Wspomnę jednego jeszcze burmistrza z dawnych czasów, który zostawił po sobie całkiem pokaźny ślad. Mam na myśli płytę nagrobną wmurowaną w północną ścianę kościoła farnego. Liek cytuje treść tego szczególnego epitafium: „Żer robaków człowiek grzesznik Jan Krystian Fabricius burmistrz lubawski spodziewaną i niespodziewaną śmierć dla siebie i swoich dziedziców uczynił. W roku 1678”.

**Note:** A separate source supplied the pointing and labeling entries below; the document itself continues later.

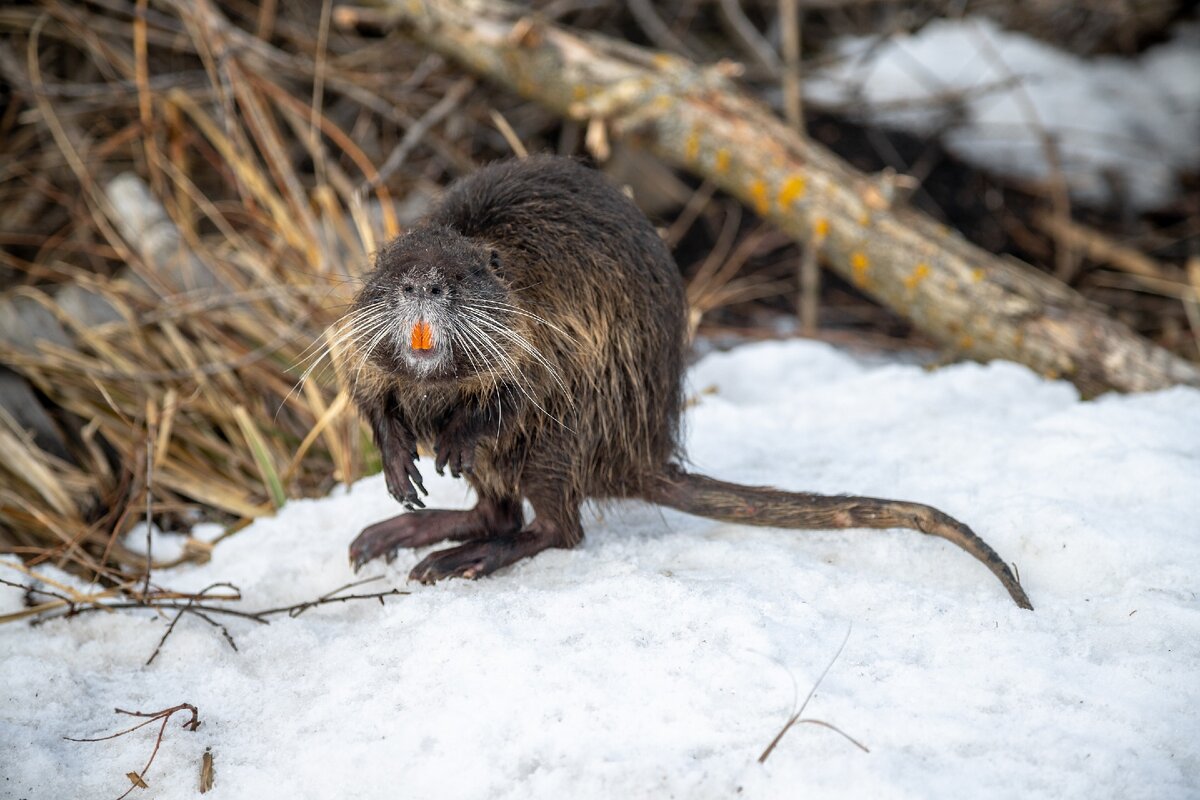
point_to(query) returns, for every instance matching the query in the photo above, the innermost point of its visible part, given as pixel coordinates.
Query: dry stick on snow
(137, 780)
(796, 715)
(985, 307)
(65, 606)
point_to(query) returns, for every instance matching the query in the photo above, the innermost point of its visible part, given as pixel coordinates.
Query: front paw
(403, 480)
(455, 449)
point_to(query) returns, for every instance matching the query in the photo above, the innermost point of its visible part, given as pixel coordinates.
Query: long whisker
(513, 310)
(525, 344)
(505, 360)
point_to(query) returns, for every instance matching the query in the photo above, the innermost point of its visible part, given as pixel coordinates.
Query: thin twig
(796, 716)
(137, 780)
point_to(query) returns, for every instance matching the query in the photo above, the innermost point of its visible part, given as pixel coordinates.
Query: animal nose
(432, 289)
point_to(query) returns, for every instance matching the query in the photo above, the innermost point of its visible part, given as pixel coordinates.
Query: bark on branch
(697, 119)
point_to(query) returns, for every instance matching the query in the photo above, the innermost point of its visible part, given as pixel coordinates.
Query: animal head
(435, 308)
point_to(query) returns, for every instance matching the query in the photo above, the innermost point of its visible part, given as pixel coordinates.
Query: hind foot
(423, 528)
(479, 558)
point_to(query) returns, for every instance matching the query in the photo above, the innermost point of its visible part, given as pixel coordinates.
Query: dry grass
(271, 152)
(187, 402)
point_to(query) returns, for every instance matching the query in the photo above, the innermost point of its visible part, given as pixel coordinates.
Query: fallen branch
(978, 304)
(69, 603)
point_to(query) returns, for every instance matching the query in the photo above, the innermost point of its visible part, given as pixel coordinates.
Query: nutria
(532, 330)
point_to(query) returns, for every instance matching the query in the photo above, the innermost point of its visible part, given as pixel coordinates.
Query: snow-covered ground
(1122, 128)
(663, 656)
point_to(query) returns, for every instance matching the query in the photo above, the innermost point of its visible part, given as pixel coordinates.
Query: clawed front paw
(455, 449)
(403, 480)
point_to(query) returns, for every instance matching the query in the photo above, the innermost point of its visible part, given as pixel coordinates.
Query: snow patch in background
(659, 659)
(1125, 128)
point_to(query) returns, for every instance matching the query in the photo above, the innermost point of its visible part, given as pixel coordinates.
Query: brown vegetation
(189, 190)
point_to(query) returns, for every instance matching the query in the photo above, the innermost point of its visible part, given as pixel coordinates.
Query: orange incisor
(423, 336)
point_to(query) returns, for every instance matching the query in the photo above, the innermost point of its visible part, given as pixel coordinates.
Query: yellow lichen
(759, 193)
(792, 190)
(861, 265)
(913, 278)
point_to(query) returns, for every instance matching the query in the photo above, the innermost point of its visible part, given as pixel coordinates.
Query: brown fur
(577, 392)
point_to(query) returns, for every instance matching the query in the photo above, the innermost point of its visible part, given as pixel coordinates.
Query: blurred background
(189, 192)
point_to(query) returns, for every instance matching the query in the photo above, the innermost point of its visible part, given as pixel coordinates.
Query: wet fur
(577, 392)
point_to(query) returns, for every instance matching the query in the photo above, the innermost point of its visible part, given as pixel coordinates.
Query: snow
(1123, 127)
(663, 656)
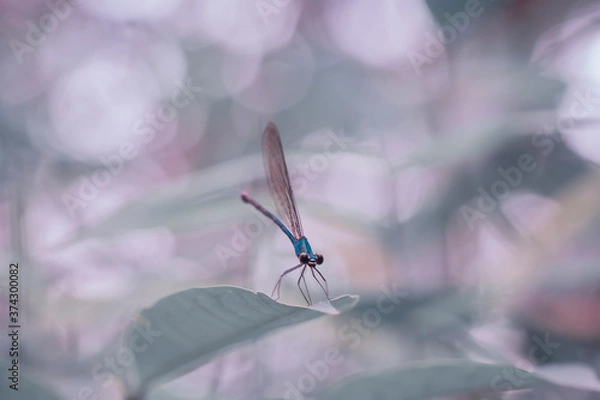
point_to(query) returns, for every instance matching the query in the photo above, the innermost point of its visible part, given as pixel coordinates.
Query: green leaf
(426, 381)
(185, 330)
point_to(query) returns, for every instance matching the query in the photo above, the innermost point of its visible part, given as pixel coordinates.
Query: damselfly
(283, 196)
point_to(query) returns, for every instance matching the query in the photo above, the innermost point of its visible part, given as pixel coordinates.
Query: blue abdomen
(302, 246)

Początki samorządu we współczesnym wydaniu sięgają czasów, kiedy państwo polskie nie istniało, a nasze ziemie wchodziły w skład trzech monarchii zaborczych. W zaborze rosyjskim dopiero po powstaniu styczniowym powstawały tzw. gromady wiejskie, ale i tak ich funkcja polegała głównie na wykonywaniu zadań „poruczonych” przez rosyjską administrację rządową. Co się tyczy samorządu miejskiego, to w byłej kongresówce nie funkcjonował w ogóle. Pod austriackim zaborem samorządność również nie mogła rozwijać się swobodnie. Jedyne odstępstwa od tej reguły to autonomia Galicji i Śląska Cieszyńskiego. Sytuacja w zaborze pruskim wyglądała zgoła inaczej. W samorządzie miejskim działały równolegle rada miejska z magistratem, w powiecie urzędował landrat, czyli starosta, zaś na najwyższym szczeblu Sejm Prowincjonalny. Możemy to odnieść do naszych lubawskich realiów pod pruskim panowaniem. Otóż, kiedy lubawski historyk seminaryjny Gustav Liek kończył spisywać dzieje naszego miasta w końcu XIX stulecia, burmistrzem Lubawy był Karl Emil Zimmer, landratem powiatu lubawskiego (Kreis Löbau) Eckart von Bonin, natomiast funkcję nadprezydenta prowincji Prusy Zachodnie (Provinz Westpreußen) piastował Gustav von Gossler.

Po odzyskaniu niepodległości wydawało się, że idea samorządności ulegnie swobodnemu rozwojowi. Już na przełomie 1918 i 1919 roku dekretami Naczelnika Państwa Józefa Piłsudskiego wprowadzono demokratyczny samorząd gminny (rady miejskie i gminne) oraz powiatowy (sejmiki powiatowe). Organami wykonawczymi byli odpowiednio wójtowie, burmistrzowie i starostowie. Pierwszym burmistrzem Lubawy po powrocie w granice Rzeczpospolitej został aptekarz Stanisław Wolski, natomiast pierwszym starostą powiatu lubawskiego wielce zasłużony działacz społeczny, ekonomiczny i niepodległościowy Teofil Rzepnikowski. Choć konstytucja marcowa z roku 1921 zapowiadała dalszy rozwój instytucji samorządowych, to jednak w warunkach sanacyjnej II RP do tego nie doszło, a według zapisów konstytucji kwietniowej z 1935r. samorząd terytorialny traktowany był jako „szczególna część administracji państwowej”.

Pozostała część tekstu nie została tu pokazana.